Saturday, September 13, 2014

Two series set in the same period? What was I thinking?

I’m currently writing two new historical romance series for two different publishers. How do I tell them apart?
They’re set in the same period, the 1750’s, but the premises are very different. One is straight-down-the-line historical romance. The “What if…?” that kicked the series off was plausible. What if the Jacobites continued to plot in the 1750’s? What if a new threat appeared, a branch of the Stuart family with a legitimate claim to the throne and more plausible heirs than the Young Pretender and his brother? By the 1750’s, Charles Stuart had degenerated into a bitter, fat, drunk, and his brother Henry had become a Cardinal in the Catholic Church. But what if more lurked, somehow?
That series started with a family. A duke and his five sisters decided to name their children after the Roman emperors. So their outlandish names led to them banding together. And when the Jacobite threat came – well, the gloves came off.
My other series, Even Gods Fall In Love has a completely different “What if…?” What if the gods of ancient Rome returned to Georgian Britain? This was prompted by a contemporary remark in a letter, that the aristocracy behaved like the Olympian gods, and expected to be treated that way. So what if they really were the gods?
The series takes the premise that the gods are reborn, Dalai-lama style, in new bodies. So some (not all) of the aristocracy are gods. This of course takes the series a completely different way, into the historical paranormal category.
I want the historical details in both series to be right. Even if the gods weren’t there, even if there wasn’t a branch of Stuarts, I wanted both ideas to fit into a genuine eighteenth century context. So the research I do for both series is broadly similar. When I wanted a whorehouse for Connie to take shelter in for “Rogue in Red Velvet,” I went to Covent Garden and took pictures, chose the house and took note of the doors, windows and general placement. If I hadn’t been able to do that, I’d have gone to Google Maps and the history books, as I do when I write my American-set contemporaries.
But the series have turned out to have very different feels. I thought the Emperors of London would be deadly serious, but the twists and turns have given me characters who don’t always want serious. They want to live and breathe, and have their laughs as well as the tears. That’s one way I differentiate. If I make the characters as real as I can, then they breathe the life into the series. They  might walk the same streets, eat the same food as the gods, but they don’t behave the same way.
I didn’t want these series to interact. I’ve done that before, and it can get messy! So the series are separate. You won’t find Olympian gods in the streets walked by the Emperors. It’s possible that Bonnie Prince Charlie might turn up in a gods book, but he was a real character. One of the people I created for the series never will appear.
The gods series has also created its own character. It’s a trifle darker, and the high concept has given it a character of its own. I’ve just created a London club for it, which will be mentioned in the second book and featured in the third, and I have mazes, ichor, and madmen. All of which has to be researched!

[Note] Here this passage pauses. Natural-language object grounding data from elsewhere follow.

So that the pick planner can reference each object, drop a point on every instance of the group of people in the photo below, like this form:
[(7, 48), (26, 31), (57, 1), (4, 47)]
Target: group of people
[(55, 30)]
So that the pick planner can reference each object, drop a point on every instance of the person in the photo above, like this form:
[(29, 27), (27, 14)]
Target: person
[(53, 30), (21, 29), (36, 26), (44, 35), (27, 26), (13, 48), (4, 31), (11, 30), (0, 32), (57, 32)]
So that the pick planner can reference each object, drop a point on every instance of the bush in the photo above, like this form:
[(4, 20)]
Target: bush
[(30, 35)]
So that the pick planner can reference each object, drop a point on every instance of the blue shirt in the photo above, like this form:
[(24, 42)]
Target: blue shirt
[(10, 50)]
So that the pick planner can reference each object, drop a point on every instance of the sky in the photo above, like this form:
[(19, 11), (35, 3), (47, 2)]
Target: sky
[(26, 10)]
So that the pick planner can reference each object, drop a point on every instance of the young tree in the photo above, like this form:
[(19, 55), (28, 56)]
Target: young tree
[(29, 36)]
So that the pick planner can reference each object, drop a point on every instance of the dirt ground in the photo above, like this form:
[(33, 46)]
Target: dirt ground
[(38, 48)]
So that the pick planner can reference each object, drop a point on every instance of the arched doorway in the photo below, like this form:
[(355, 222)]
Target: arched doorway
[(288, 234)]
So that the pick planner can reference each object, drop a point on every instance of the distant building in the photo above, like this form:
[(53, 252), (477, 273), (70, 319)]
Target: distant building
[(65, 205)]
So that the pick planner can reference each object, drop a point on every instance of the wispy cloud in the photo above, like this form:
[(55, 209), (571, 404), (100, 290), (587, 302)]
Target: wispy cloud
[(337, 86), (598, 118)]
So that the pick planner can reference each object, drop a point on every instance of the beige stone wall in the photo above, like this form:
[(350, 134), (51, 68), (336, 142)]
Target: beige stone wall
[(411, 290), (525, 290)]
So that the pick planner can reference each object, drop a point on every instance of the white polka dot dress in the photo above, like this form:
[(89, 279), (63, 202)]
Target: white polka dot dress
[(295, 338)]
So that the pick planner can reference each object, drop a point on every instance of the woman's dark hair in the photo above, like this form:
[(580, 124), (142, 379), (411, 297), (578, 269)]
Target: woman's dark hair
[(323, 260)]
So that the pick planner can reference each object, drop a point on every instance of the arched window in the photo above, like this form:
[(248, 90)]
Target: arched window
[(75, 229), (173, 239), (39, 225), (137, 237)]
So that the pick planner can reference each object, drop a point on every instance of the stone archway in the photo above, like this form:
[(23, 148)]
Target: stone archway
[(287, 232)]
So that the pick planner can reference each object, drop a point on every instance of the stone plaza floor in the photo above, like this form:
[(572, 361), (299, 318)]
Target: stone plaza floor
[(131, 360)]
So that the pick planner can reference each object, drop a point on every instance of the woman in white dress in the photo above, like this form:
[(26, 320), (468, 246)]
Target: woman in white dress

I think what I’m saying is that if you pick up an Emperors book, you might like to take a look at a gods book, but don’t expect the same people to turn up!

1 comment:

Elizabeth Hawksley said...

I can see how the research for your two series could be fascinating, Lynne. The 1750s were very much an age of transition - taking in the beginnings of the Industrial Revolution, for example.

I take my hat off to you that you have managed not to confuse the reins of the very different stories.